EWSR1::FLI1 by binding GGAA promoters and enhancers interacts with histone aceryltransferase EP300, MEIS and KMT2A leading to histone modifications such as H3K27ac H3K4me3. These modifications can make chromatin more accessible to RNApolII, transcription factors and regulators proteins.


Figure 3. 
EWSR1::FLI1 by binding to sites with one or a few repetitions GGAA displace the ETS transcription factors and chromatin remodelers associated with them (which normally determine open chromatin) inactivating the potentiators and leading to reduced gene transcription. Associated with the repressor activity of EWSR1::FLI1 have been identified proteins that determine chromatin changes associated with repression such as histone deacetylases (HDAC), KDM1A with NuRD.


Conclusions
EWSR1::FLI1 is the central oncogenic driver of Ewing sarcoma, functioning as an aberrant transcription factor and chromatin remodeler that reprograms gene expression and underlies malignant transformation. While advances in understanding its molecular mechanisms have identified new therapeutic opportunities, the protein remains a challenging target due to its extensive interactome. Nevertheless, the cofactors and pathways modulated by EWSR1::FLI1 provide promising alternative targets for intervention.
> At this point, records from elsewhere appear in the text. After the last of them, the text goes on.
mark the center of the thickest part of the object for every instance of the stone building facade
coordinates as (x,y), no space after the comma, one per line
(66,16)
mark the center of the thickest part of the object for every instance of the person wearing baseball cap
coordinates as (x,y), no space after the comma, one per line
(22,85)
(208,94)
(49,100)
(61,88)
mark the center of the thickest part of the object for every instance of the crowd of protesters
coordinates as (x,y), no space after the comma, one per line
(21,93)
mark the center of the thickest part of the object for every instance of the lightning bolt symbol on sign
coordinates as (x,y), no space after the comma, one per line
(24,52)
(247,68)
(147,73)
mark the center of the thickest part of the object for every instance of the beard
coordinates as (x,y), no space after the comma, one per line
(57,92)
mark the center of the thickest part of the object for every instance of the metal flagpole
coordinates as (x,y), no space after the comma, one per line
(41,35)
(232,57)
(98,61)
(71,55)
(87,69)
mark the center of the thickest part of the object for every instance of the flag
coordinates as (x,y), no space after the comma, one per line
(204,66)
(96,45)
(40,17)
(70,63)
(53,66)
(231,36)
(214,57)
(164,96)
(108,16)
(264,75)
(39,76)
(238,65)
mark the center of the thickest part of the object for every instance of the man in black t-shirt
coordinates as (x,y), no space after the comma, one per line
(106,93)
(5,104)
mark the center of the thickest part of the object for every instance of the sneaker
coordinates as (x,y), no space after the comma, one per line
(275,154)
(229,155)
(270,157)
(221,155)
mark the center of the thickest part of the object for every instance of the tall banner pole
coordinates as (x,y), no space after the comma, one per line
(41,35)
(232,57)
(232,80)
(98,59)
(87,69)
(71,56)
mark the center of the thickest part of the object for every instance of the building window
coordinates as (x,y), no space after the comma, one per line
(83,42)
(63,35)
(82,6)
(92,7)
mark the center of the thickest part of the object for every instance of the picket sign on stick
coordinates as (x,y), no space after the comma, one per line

Crucially, the heterogeneity and plasticity of ES must be taken into account, as therapeutic strategies aimed solely at inhibiting EWSR1::FLI1 may fail to eliminate subpopulations with EWSR1::FLI1 “low” activity or may inadvertently promote their expansion. Deeper mechanistic insights into how EWSR1::FLI1 governs tumor biology are therefore essential for the development of more effective therapies capable of improving patient survival and quality of life.